Hayden takes such a scenario to its logical high-tech conclusion, as families cocoon in smart houses to telecommute, shop on-line for goods and services, and otherwsie sustain themselves.

Walls would be replaced with computer-generated images of city streets, concert halls, daisy fields or whatever visual stimulation soothed and satisfied the smart house owner.

Of course, the rest of us unable ro afford a smart house would be still out there in that brave cool world, sucking up auto fumes and wondering why we have to shoulder such a large burden to maintain basic municipal services.

But it doesn't have to end that way. Hayden offers concrete suggestions for true urban renewal. Concepts such as historic preservation, urban service boundaries, or energy conservation are as old as traffic jams. But Hayden brings new insight and intelligent historical context to her advocacy of those elements of good comprehensive growth plans.

Better yet, she wisely suggests that only a change in political will would effect a change in the way houses are developed and greenlands destroyed. After writing a road map of the major legislative actions that concretized our suburban ways, Hayden says Congress and governments must now clean up a system that favors houses as units rather than as parts of a community whole.

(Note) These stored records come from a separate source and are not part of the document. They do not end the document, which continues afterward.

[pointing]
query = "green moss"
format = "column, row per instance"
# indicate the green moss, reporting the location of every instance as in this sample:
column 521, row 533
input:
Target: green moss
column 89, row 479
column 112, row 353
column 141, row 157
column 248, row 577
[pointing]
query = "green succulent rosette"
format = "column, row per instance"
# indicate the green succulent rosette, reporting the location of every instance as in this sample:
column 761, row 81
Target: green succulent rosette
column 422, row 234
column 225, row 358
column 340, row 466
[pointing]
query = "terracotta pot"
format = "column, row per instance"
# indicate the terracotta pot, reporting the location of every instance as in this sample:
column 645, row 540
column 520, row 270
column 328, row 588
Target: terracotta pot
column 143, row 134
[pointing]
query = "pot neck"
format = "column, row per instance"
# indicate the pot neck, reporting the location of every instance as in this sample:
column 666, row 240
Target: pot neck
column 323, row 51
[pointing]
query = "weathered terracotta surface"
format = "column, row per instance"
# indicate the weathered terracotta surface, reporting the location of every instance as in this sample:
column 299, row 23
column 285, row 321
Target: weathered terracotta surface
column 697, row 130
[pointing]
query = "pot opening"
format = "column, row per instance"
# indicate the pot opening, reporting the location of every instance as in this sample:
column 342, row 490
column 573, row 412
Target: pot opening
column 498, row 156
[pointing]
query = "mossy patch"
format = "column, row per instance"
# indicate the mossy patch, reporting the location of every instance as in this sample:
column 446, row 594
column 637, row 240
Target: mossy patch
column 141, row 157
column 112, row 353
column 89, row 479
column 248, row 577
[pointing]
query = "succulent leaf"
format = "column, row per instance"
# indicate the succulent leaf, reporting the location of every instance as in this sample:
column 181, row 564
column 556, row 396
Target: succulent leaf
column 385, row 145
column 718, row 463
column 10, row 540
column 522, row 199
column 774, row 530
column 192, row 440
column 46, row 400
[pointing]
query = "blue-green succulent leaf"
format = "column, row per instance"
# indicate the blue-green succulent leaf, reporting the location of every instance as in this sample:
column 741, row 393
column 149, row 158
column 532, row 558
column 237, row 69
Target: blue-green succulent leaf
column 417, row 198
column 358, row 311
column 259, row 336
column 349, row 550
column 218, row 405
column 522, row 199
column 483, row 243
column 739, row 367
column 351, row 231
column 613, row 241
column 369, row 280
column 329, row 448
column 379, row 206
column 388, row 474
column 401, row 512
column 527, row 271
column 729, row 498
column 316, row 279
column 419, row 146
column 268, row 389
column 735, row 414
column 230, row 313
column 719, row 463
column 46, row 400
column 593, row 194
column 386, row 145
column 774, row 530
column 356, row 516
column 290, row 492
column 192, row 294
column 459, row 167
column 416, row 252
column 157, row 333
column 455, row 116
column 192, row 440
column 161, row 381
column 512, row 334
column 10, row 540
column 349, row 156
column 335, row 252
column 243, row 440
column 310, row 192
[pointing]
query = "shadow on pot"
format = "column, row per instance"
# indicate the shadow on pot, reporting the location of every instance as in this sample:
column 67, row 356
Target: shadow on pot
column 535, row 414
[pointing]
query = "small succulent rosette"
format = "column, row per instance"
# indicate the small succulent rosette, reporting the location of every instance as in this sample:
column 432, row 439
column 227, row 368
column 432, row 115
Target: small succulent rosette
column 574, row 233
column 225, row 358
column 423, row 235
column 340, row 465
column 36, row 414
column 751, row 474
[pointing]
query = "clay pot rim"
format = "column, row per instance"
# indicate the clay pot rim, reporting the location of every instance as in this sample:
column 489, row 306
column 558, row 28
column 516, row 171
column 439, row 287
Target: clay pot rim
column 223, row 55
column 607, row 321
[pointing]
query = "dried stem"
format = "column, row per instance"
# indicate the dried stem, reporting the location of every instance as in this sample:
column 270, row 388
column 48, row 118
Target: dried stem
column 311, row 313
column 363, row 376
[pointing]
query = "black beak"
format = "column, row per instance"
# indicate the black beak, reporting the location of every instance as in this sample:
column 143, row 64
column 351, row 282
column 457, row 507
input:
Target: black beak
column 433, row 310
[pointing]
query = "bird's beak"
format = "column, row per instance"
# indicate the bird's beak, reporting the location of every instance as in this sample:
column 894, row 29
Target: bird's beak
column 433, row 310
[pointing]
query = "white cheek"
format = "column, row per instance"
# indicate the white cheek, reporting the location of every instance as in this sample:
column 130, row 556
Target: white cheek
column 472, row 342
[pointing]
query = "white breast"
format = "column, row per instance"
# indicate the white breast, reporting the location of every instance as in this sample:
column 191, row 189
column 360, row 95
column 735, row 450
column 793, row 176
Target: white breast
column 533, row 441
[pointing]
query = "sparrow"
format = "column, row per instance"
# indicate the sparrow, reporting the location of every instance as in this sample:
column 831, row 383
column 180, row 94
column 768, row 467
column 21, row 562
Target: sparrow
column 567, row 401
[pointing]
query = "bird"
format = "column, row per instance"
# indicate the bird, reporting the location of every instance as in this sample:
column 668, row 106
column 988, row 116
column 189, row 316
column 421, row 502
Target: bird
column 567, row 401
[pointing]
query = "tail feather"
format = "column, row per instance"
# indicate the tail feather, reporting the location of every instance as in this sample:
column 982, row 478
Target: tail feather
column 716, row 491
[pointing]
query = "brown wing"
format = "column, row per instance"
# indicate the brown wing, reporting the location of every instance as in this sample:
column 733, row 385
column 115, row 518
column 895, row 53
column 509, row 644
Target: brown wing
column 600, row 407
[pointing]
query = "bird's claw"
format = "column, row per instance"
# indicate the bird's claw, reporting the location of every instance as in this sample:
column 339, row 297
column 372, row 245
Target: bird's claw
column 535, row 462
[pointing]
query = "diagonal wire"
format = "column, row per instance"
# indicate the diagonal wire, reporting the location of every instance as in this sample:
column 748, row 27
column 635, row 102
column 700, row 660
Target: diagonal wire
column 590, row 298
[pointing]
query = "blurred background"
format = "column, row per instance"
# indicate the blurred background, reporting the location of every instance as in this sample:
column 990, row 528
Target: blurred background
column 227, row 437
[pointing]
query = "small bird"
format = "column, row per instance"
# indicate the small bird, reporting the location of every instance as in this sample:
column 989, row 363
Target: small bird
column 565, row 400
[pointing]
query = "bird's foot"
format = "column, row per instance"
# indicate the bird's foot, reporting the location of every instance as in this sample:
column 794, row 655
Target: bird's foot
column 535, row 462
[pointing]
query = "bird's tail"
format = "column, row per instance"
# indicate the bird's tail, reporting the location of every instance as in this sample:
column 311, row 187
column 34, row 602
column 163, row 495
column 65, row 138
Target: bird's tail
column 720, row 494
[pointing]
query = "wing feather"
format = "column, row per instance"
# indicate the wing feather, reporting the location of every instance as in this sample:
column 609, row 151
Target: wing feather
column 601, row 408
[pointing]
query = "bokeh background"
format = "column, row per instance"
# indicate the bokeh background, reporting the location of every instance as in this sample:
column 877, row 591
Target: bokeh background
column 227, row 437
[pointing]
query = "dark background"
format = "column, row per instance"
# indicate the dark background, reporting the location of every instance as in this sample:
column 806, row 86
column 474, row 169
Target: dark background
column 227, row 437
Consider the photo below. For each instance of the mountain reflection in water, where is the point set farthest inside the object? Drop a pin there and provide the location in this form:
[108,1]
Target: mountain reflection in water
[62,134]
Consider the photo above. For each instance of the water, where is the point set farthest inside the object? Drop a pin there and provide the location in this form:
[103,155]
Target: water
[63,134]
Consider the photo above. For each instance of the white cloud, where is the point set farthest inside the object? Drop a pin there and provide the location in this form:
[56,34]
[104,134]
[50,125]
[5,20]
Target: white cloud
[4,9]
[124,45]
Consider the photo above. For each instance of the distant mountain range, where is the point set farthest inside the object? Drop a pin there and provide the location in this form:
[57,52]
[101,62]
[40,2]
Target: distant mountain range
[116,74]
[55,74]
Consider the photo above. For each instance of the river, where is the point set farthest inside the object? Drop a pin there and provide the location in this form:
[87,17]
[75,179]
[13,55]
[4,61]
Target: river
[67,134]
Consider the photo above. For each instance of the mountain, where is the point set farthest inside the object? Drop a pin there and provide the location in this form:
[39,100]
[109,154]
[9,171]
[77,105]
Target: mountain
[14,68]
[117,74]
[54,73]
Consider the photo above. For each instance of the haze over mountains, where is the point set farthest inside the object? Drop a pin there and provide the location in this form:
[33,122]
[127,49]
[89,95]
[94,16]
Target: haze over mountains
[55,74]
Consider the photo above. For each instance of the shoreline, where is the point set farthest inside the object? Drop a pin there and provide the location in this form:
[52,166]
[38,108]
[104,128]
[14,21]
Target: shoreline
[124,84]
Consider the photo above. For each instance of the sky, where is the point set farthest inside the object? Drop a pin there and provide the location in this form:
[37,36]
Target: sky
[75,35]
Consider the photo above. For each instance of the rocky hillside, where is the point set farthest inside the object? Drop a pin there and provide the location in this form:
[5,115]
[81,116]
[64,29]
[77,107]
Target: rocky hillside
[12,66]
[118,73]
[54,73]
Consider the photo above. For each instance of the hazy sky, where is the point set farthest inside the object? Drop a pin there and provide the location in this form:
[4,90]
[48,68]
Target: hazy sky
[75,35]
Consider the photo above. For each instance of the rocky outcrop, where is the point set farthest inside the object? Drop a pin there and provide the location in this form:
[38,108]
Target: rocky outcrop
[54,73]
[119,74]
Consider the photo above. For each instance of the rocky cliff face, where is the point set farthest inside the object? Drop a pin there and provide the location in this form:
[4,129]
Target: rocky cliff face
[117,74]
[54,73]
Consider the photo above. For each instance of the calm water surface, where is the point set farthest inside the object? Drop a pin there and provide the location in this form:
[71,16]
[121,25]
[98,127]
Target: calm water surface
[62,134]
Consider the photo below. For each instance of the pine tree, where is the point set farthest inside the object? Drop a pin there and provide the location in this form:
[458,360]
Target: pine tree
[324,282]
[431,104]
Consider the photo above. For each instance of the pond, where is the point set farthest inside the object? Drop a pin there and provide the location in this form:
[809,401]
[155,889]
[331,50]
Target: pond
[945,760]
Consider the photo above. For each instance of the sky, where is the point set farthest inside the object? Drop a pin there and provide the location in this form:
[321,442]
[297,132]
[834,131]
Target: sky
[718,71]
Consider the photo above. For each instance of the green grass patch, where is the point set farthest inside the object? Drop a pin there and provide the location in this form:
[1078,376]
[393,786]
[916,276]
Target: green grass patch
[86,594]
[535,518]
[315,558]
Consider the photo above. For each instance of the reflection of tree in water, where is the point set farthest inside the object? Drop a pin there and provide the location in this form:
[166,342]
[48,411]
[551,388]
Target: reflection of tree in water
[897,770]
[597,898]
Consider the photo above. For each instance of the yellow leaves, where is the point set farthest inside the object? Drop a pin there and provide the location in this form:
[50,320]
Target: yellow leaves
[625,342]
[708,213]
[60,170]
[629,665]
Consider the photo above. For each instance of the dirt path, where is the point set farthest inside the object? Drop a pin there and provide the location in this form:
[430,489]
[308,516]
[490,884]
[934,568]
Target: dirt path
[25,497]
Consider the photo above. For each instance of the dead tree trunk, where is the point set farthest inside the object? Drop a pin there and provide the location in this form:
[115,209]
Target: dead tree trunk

Only informed and intelligent citizen pressure can bring about such a change, she says.

Hayden, a Yale University professor, has written often and well about the sad dynamics of our cities and suburbs. It's to the professor's credit that, instead of playing Cassandra and then skedaddling for the 'burbs, she argues cogently for some practical solutions that could lead us back to the road of our national dream.